Strictly speaking, a person has as many social personalities as individuals recognize in him a personality and have an idea about it. To encroach on this idea is to encroach on the person himself. But considering that persons who have an idea about a given person naturally fall into classes, we can say that in practice every person has as many different social personalities as there are different groups of people whose opinion he values. Many boys behave quite decently in the presence of their parents or teachers, and in the company of ill-mannered comrades, they rage and scold like drunk cabbies. We present ourselves in a completely different light in front of our children than in front of club mates; we behave differently in front of our regular customers than in front of our employees; we are something completely different in relation to our close friends than in relation to our masters or our superiors. Hence, in practice, the division of a person into several personalities is obtained; this can lead to a disharmonious split in the social personality, for example, if someone is afraid to expose himself to some acquaintances in the light in which he appears to others; but the same fact may lead to a harmonious distribution of the various sides of the personality, for example, when someone, being tender towards his children, is severe towards his subordinate prisoners or soldiers.

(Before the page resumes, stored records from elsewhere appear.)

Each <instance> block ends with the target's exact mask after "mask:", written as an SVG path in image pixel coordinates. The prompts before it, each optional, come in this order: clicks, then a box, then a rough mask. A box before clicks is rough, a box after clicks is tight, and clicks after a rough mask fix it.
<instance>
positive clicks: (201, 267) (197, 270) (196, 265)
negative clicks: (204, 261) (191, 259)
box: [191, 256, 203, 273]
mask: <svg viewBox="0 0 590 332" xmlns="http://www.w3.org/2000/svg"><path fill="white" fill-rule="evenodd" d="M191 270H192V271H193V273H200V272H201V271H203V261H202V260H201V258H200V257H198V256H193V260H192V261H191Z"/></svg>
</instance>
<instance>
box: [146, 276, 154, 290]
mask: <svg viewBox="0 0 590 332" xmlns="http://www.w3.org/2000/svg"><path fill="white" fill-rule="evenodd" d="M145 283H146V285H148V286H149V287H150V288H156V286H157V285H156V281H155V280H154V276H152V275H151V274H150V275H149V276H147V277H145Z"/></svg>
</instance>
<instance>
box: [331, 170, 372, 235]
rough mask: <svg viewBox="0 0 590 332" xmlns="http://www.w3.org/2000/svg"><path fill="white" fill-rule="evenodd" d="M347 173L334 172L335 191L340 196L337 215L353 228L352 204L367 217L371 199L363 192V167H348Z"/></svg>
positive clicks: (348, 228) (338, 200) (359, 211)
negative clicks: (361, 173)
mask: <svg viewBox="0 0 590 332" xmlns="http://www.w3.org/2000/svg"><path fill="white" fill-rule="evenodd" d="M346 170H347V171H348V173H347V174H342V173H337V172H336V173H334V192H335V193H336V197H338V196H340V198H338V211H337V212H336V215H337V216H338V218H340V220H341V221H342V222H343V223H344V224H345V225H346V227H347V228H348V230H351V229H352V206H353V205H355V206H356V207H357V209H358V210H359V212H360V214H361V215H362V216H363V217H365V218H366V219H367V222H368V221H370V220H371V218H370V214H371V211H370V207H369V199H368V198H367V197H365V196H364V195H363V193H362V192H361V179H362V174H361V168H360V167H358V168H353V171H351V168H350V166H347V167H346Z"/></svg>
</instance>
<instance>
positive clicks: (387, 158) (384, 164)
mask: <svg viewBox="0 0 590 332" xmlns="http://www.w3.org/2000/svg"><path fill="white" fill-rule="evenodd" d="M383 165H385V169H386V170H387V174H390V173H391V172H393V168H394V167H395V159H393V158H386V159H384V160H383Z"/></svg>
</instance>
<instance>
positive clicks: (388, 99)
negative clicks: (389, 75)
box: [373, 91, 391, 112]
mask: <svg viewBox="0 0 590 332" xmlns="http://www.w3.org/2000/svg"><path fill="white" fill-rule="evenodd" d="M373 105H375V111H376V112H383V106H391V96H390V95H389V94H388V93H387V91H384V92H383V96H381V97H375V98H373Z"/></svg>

The most peculiar form of social personality is the lover’s idea of the personality of the person he loves. Her fate causes such a lively participation that it will seem completely meaningless if we apply to it any other scale than the measure of organic individual attraction. For himself, the lover, as it were, does not exist until his social personality receives a proper assessment in the eyes of the beloved being, in the latter case, his delight transcends all boundaries.
The good or bad glory of a person, his honor or shame are names for one of his social personalities. The peculiar social personality of a person, called his honor, is the result of one of those split personality of which we spoke. The idea that a person develops in the eyes of his environment is the guiding motive for approving or condemning his behavior, depending on whether he meets the requirements of this social environment, which he could not comply with in a different everyday situation. Thus, a private person may, without a twinge of conscience, leave a city infected with cholera, but a priest or doctor would find such an act inconsistent with their concept of honor. The soldier’s honor motivates him to fight and die under circumstances where the other person has every right to flee to safety or flee without stigmatizing his social self.
In the same way, a judge or a statesman, by virtue of his position, finds it dishonorable to engage in money transactions that do not involve anything reprehensible to a private person. It is not uncommon to hear people distinguish between different aspects of their personality: «As a person I pity you, but as an official I cannot spare you»; «Politically he is my ally, but morally I can’t stand him.» What is called the opinion of the environment is one of the strongest engines in life. A thief dare not rob his comrades; a card player is obliged to pay card debts, even if he does not pay his other debts at all. Always and everywhere the code of honor of a fashionable society forbade or allowed certain actions solely to please one of the sides of our social personality. In general, you must not lie, but as far as your relationship with a famous lady is concerned, lie as much as you like; from an equal you accept a challenge to a duel, but you will laugh in the face of a person of a lower social status compared to you if this person takes it into his head to demand satisfaction from you — these are examples to clarify our thought.